We have ~30 audio snippets, of which around 50% are from the same speaker, who is our target speaker, and the rest are from various different speakers. We want to extract all audio snippets from our target speaker, so basically figure out which voice most frequently occurs and then select all audio samples with this voice.
For this purpose, we tried using the resemblyzer library to generate speaker-level embeddings from our audio samples, and then apply PCA to see if we can detect any clusters:
from resemblyzer import VoiceEncoder
encoder = VoiceEncoder()
embeddings = []
for snippet in audio_snippets: # audio_snippets is a list numpy representations of our recordings
embeddings.append(encoder.embed_utterance(snippet, return_partials=False))
from sklearn.cluster import AgglomerativeClustering
from sklearn.decomposition import PCA
import matplotlib.pyplot as plt
clustering = AgglomerativeClustering(n_clusters=None, distance_threshold=0.8, linkage='ward')
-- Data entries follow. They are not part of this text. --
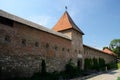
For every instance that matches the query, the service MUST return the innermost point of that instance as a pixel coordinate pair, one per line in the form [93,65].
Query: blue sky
[98,19]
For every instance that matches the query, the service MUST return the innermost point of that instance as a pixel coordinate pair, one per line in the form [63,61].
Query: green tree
[115,46]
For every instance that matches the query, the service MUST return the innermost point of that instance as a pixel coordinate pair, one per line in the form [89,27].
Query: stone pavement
[110,75]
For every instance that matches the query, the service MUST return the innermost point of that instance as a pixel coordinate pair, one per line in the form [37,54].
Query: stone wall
[22,48]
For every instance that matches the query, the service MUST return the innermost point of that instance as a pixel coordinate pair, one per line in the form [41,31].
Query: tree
[115,46]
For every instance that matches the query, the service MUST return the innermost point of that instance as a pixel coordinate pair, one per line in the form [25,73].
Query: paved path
[111,75]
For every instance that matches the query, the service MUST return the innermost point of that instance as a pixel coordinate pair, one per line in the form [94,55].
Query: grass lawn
[118,78]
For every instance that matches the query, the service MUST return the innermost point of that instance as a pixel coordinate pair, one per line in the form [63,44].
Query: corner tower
[67,26]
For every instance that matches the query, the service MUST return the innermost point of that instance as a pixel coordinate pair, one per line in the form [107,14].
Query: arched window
[23,42]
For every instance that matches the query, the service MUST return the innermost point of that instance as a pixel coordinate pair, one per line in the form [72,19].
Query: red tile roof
[109,52]
[65,23]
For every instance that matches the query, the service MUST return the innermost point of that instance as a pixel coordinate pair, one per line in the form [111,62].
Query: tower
[67,26]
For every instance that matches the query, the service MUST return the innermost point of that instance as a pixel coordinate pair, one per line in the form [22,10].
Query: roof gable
[65,23]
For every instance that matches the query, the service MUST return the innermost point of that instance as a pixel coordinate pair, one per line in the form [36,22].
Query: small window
[24,42]
[68,50]
[63,49]
[47,45]
[79,51]
[56,47]
[75,51]
[7,38]
[36,44]
[6,21]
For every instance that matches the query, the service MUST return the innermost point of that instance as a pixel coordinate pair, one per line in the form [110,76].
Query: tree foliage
[115,46]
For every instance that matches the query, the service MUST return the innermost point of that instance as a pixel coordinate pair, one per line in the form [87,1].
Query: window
[7,38]
[68,50]
[6,21]
[63,49]
[36,44]
[47,45]
[24,42]
[56,47]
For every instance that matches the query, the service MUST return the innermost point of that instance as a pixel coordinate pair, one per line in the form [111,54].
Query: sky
[98,19]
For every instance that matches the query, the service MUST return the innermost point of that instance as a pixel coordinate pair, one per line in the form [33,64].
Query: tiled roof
[65,23]
[105,51]
[109,52]
[31,24]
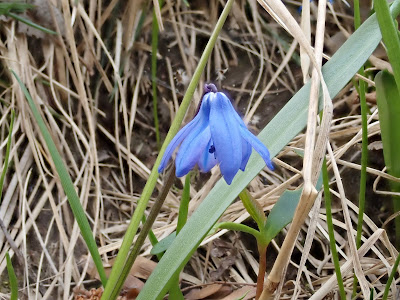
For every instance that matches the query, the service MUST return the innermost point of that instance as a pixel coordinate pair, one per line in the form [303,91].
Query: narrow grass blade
[15,6]
[388,100]
[12,278]
[329,222]
[68,186]
[7,156]
[123,254]
[391,277]
[281,130]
labels = clustering.fit_predict(embeddings)
pca = PCA(n_components=2)
X_pca = pca.fit_transform(embeddings)
plt.figure()
for i, k in enumerate(embeddings):
x_val, y_val = X_pca[i, 0], X_pca[i, 1]
plt.scatter(x_val, y_val, color=f"C{labels[i]}")
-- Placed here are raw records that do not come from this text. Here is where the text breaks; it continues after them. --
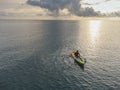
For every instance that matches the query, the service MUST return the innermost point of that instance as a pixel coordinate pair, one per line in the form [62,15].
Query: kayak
[80,61]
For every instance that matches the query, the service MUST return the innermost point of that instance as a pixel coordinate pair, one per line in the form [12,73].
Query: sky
[36,8]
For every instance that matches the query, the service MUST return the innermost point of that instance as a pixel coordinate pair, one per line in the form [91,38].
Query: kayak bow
[81,61]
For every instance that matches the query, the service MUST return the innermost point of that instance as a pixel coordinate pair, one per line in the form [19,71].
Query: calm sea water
[34,55]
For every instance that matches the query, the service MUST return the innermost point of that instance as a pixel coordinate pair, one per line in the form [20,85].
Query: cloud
[55,6]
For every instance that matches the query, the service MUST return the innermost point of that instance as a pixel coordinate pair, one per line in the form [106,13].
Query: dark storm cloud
[73,6]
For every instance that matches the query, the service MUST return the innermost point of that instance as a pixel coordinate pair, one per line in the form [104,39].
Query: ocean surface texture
[35,55]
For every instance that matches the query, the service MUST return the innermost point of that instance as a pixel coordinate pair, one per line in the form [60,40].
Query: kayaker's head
[77,51]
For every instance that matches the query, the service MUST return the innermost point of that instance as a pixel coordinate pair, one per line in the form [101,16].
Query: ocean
[35,54]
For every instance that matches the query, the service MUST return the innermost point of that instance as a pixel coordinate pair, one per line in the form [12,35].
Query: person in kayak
[77,54]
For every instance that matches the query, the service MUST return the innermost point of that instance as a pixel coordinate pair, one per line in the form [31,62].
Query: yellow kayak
[78,60]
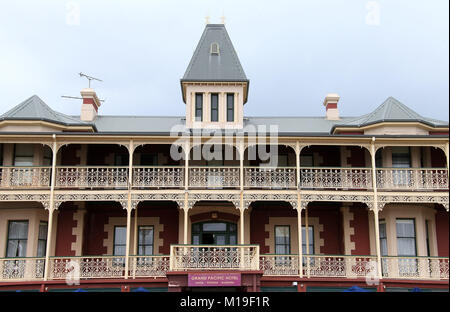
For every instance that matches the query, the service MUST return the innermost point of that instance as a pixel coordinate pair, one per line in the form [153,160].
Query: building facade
[217,199]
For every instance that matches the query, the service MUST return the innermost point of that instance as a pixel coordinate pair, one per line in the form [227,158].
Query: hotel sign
[214,279]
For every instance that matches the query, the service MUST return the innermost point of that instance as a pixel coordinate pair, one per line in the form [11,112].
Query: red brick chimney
[91,103]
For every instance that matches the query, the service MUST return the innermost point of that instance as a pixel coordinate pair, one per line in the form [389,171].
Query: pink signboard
[214,279]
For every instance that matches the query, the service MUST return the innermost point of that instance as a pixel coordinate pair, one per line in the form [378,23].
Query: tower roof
[207,66]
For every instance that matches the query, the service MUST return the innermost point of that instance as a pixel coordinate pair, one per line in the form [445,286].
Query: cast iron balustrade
[91,177]
[412,179]
[335,178]
[270,177]
[214,257]
[434,268]
[149,266]
[158,177]
[25,177]
[214,177]
[87,267]
[15,269]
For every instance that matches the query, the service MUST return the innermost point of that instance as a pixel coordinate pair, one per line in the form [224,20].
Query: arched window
[215,48]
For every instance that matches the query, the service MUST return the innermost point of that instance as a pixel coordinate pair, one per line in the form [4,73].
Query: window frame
[230,107]
[214,110]
[114,240]
[145,245]
[198,107]
[8,238]
[40,239]
[284,244]
[415,236]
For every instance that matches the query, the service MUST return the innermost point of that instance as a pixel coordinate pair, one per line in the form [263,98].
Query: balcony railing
[25,177]
[214,177]
[14,269]
[335,178]
[279,265]
[86,267]
[412,179]
[434,268]
[214,257]
[270,177]
[149,266]
[91,177]
[158,177]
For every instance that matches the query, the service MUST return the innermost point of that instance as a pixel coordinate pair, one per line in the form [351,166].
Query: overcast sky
[293,52]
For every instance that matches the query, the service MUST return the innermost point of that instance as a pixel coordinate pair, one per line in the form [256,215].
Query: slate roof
[390,110]
[34,108]
[205,66]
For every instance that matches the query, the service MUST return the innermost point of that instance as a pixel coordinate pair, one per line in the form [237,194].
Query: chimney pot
[91,103]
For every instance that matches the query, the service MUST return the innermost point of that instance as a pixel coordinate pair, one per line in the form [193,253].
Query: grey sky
[293,52]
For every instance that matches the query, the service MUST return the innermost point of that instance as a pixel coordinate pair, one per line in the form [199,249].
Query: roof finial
[223,18]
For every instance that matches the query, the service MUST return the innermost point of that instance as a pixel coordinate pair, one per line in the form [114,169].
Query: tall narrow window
[282,240]
[214,107]
[401,157]
[427,235]
[42,239]
[17,239]
[406,237]
[23,154]
[230,107]
[199,107]
[145,244]
[406,247]
[120,240]
[383,238]
[310,238]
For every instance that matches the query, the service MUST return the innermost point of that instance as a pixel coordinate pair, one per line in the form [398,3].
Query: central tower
[214,85]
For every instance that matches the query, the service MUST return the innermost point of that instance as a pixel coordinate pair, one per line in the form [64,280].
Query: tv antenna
[90,78]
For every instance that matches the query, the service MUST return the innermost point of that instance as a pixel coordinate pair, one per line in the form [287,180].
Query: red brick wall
[65,224]
[442,232]
[360,224]
[437,158]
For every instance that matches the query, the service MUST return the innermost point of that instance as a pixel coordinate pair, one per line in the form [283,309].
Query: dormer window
[215,48]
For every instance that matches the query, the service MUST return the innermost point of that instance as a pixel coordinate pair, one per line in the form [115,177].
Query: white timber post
[50,210]
[129,208]
[375,207]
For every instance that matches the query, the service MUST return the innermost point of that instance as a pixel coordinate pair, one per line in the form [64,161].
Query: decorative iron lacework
[176,197]
[195,197]
[44,199]
[290,198]
[122,198]
[307,198]
[437,199]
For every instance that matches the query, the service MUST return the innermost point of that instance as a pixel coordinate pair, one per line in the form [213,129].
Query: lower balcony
[215,258]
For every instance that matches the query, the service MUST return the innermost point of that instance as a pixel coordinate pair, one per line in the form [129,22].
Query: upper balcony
[321,168]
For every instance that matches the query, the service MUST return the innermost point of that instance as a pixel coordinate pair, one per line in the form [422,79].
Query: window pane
[214,107]
[18,230]
[406,247]
[120,235]
[219,227]
[405,228]
[42,231]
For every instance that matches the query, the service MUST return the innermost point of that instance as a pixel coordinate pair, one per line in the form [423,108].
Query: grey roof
[205,66]
[389,111]
[34,108]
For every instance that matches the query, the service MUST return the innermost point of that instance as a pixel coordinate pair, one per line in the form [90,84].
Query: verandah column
[50,210]
[375,207]
[129,208]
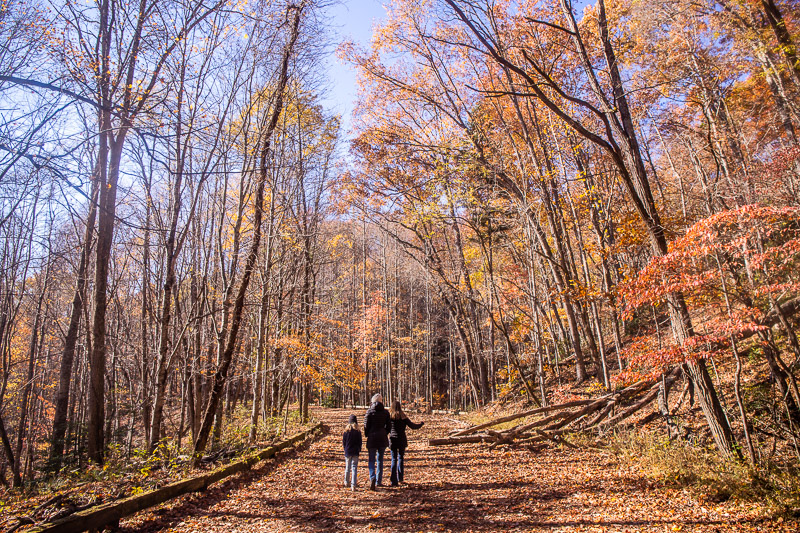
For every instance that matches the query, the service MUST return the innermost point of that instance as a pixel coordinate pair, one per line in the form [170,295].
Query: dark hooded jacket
[397,431]
[351,442]
[376,426]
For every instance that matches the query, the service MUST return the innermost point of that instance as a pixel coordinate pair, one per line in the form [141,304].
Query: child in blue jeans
[351,442]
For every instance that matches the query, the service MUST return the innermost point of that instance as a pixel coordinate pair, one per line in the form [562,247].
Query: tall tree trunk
[71,338]
[220,377]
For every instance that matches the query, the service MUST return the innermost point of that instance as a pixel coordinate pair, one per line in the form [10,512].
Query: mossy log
[100,516]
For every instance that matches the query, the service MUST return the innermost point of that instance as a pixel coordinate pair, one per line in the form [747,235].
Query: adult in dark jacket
[351,443]
[376,428]
[398,422]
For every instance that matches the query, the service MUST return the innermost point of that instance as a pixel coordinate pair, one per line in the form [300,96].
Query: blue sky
[351,20]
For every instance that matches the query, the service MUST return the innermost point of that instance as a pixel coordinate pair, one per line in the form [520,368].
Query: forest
[538,203]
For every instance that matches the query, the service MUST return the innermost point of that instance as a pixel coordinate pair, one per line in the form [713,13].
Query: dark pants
[397,465]
[376,471]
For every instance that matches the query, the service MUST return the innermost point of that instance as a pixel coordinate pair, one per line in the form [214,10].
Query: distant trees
[533,196]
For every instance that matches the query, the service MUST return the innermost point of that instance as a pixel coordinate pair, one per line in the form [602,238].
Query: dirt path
[467,488]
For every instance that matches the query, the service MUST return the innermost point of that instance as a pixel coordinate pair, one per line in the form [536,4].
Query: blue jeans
[397,465]
[351,465]
[373,475]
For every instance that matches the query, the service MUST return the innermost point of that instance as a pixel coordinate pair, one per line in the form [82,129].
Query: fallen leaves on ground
[463,488]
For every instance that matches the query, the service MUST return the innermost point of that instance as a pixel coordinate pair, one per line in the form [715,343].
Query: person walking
[351,442]
[376,428]
[398,422]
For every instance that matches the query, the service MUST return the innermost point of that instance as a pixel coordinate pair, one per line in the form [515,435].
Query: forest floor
[455,488]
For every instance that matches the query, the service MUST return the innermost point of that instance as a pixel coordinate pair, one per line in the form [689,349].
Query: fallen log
[523,414]
[100,516]
[460,440]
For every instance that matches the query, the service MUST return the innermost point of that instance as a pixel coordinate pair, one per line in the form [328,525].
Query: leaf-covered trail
[465,488]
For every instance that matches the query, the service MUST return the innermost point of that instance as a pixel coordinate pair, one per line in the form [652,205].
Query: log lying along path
[469,487]
[109,514]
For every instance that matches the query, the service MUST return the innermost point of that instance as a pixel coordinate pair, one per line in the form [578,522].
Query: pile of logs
[550,423]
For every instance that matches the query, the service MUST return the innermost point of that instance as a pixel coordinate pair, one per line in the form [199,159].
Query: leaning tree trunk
[220,377]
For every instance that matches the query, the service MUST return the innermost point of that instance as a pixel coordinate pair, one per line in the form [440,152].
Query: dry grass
[683,464]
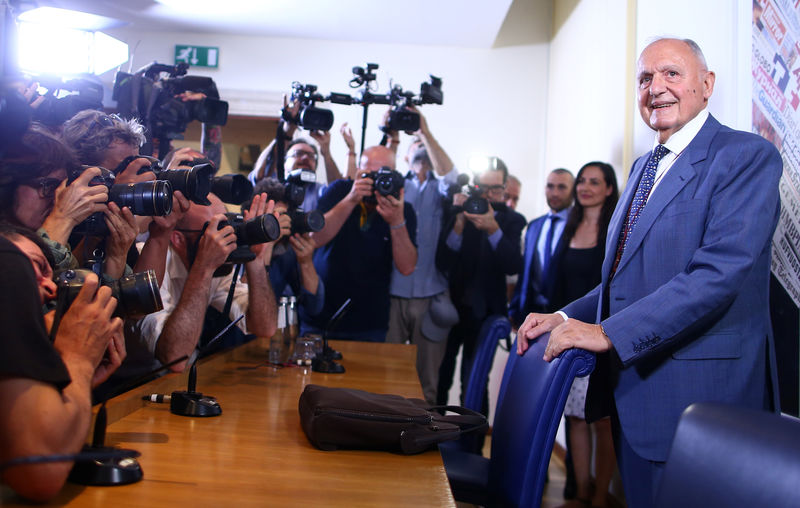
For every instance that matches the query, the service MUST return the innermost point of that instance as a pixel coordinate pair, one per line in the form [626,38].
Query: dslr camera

plt.annotate(k, (x_val, y_val), xytext=(5, 2), textcoords="offset points")
plt.xlabel("PC1")
plt.ylabel("PC2")
plt.title("PCA of Speaker Embeddings (Top 2 Speakers/Video)")
plt.show()
From this, we would expect a clear cluster of 15 audio snippets, with the remaining 15 being loosely scattered all across. However, this does not cluster the snippets by speaker, as in most clusters there are still recordings of other speakers mixed in and it is generally not very accurate:
Is there a more effective way to accomplish this?